Birden aklıma bir fikir geldi ve “duracak” butonuna bastım aceleyle. Otomatik kapı açıldı. Basamakta durmadım, tecrübeliydim. Ellerim cebimde yürüdüm birkaç yüz metre. O rahat adamların yüzündeki cool ifadenin aynısı vardı yüzümde, bundan emindim. Kim görse onlar da emin olabilirdi. Tıpkı zengin bir adam gibiydi duruşum.

Otomatik döner kapılı, koyu ahşap döşemeli, insanı sütlü sıcak bir muhallebinin içinde uyukluyormuşçasına huzurun içine atan müziklerin çalındığı cafe’ye yavaş ve sakin adımlarla girdim. Buraya en az altı ayda bir geliyordum. Bu mekanda bir kural vardı. Mekanın müdavimi gibi görünmek şarttı ve mutlak surette yabancı gözlerle etrafa bakınmak yasaktı. Çünkü bu tam da bir görgüsüzlüktü. Ben de her seferinde bir beyefendi gibi davranıyordum ve hep aynı köşedeki aynı yeşil kadife koltuğa oturuyordum. Hem buradan bütün cafe’yi görebiliyor ve fularlı adamlarla yüksek topuklu kadınların Helenistik bir edayla birbirlerine hitaplarını, gülümsemelerini keyifle izleyebiliyordum.

Bugün de aynı koltuğuma oturdum. Ancak sabahın henüz erken saatleri olduğundan neredeyse boştu içerisi. Nereden baksan onbiri geçmişti saat ve bu benim gibi adamlar için öğlen demekti aslında. Ancak zenginler için henüz gün yeni başlıyordu.
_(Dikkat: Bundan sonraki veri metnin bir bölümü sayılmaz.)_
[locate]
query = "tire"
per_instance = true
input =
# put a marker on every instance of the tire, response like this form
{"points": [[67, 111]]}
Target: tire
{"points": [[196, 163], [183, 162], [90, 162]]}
Aman Allahım ne büyük bir keyif!

Tüm kibarlığımla garson kızdan filtre kahve ve çikolatalı kruvasan istedim. İkisi masada yan yana gayet şık duruyordu. Nazikçe bıçakla kestim ve küçük lokmalarla yedim kruvasanımı. Hatta bir kısmını da yemeyip tabakta bıraktım. Hepsini bitirmek böyle yerlerde çok ayıp kaçar. Kahvemi de bitirdikten sonra hafifçe arkama yaslandım ve çalan müziğin naifliğine bıraktım kendimi. Bu sahiden muhteşem bir keyifti.

Ama n’apacağıma hala kara verebilmiş değilim.

Tüm bu anlattıklarımdan ve kahve ve müzik bittikten sonra cebimdeki defteri açtım ve bunları karaladım. Belki sinemaya gidip iki-üç filmi artarda izlerim. Çıkışta da bir waffle yedim mi değme keyfime. Bebek gibi uyurum. Ama şimdi şu kadife koltuğun ve ılık huzurun tadını biraz daha çıkartmak istiyorum.